Das Modehaus Zalando will sich neben seinem Versandgeschäft in Zukunft noch ein weiteres Standbein aufbauen. Als „Betriebssystem der Modewelt“ will das Berliner Unternehmen zum Dienstleister für Logistik und Kundenanalyse werden.

© Zalando
Der Online-Händler Zalando baut sein Portfolio weiter aus und will sich ab sofort als Internet-Dienstleister für andere Modeunternehmen etablieren. Wie Vorstandsmitglied Robert Gentz jetzt bei der Hauptversammlung bestätigte, will Zalando in Zukunft Kundenanalysen und Logistikleistungen anbieten. „Es ist letztlich das Ziel, die Zalando-Plattform als eine Art Betriebssystem der gesamten Modewelt zu etablieren“, so Gentz in einem Bericht der Internet World. Zalando möchte andere Firmen dabei unterstützen, das eigene Geschäft zu optimieren. Zusätzlich bietet sich die Zalando-Website als Plattform für den Vertrieb anderer Modemarken an.

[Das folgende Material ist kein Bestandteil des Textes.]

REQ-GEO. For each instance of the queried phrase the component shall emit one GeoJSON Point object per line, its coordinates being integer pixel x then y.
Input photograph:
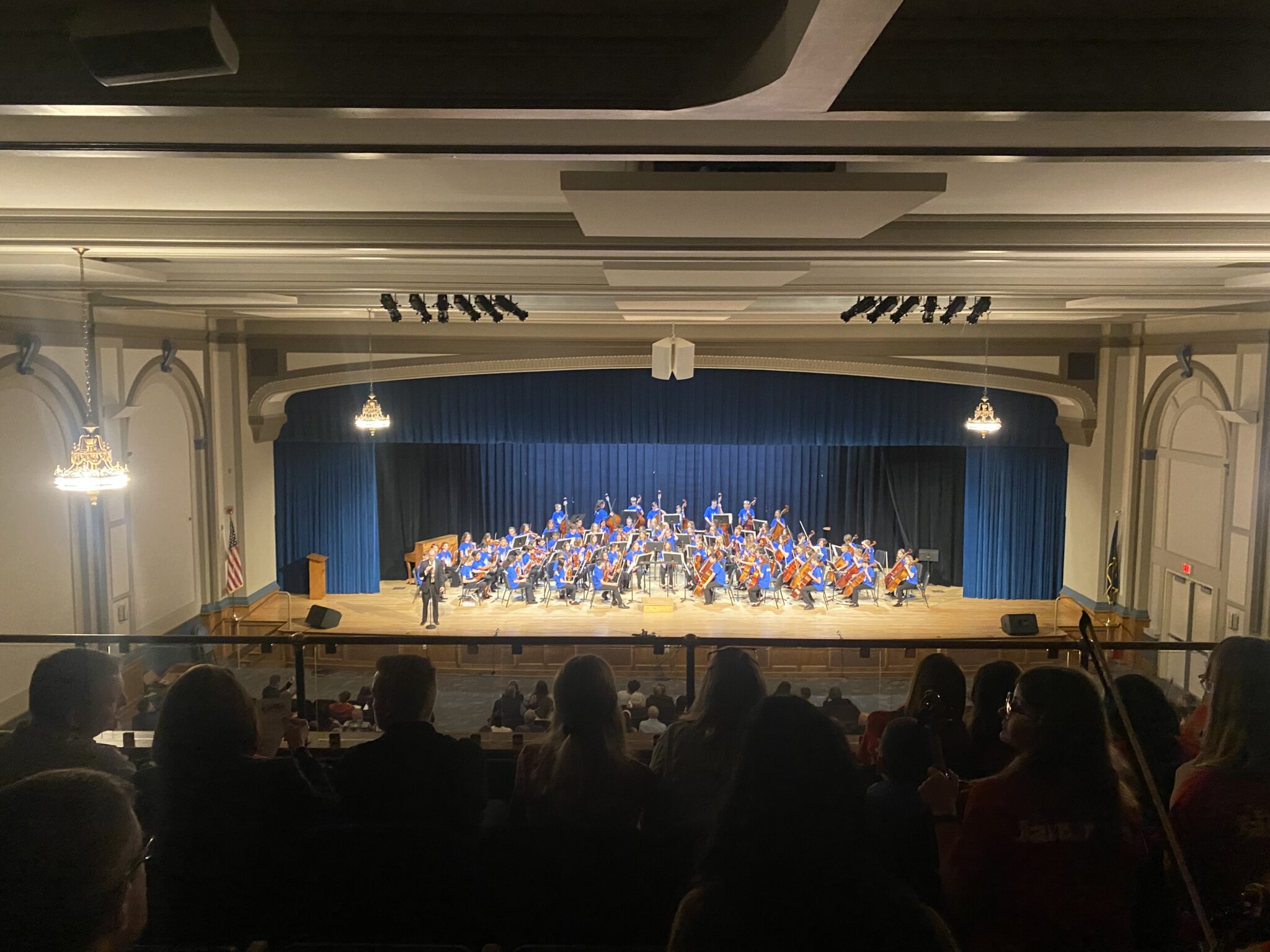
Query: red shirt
{"type": "Point", "coordinates": [1026, 875]}
{"type": "Point", "coordinates": [1222, 818]}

Um den neuen Herausforderungen Herr zu werden, arbeiten unter den rund 12.000 Mitarbeitern bereits an die 1.600 digitalen Entwickler. „Damit sind wir eines der größten Technologieunternehmen in Europa und diese Position wollen wir auch weiter ausbauen“, so Vorstandsmitglied Rubin Ritter. Trotz dem Ausbau zum Dienstleister sind stationäre Geschäfte bei Zalando nach wie vor nicht in Planung – abgesehen von Outlet-Stores.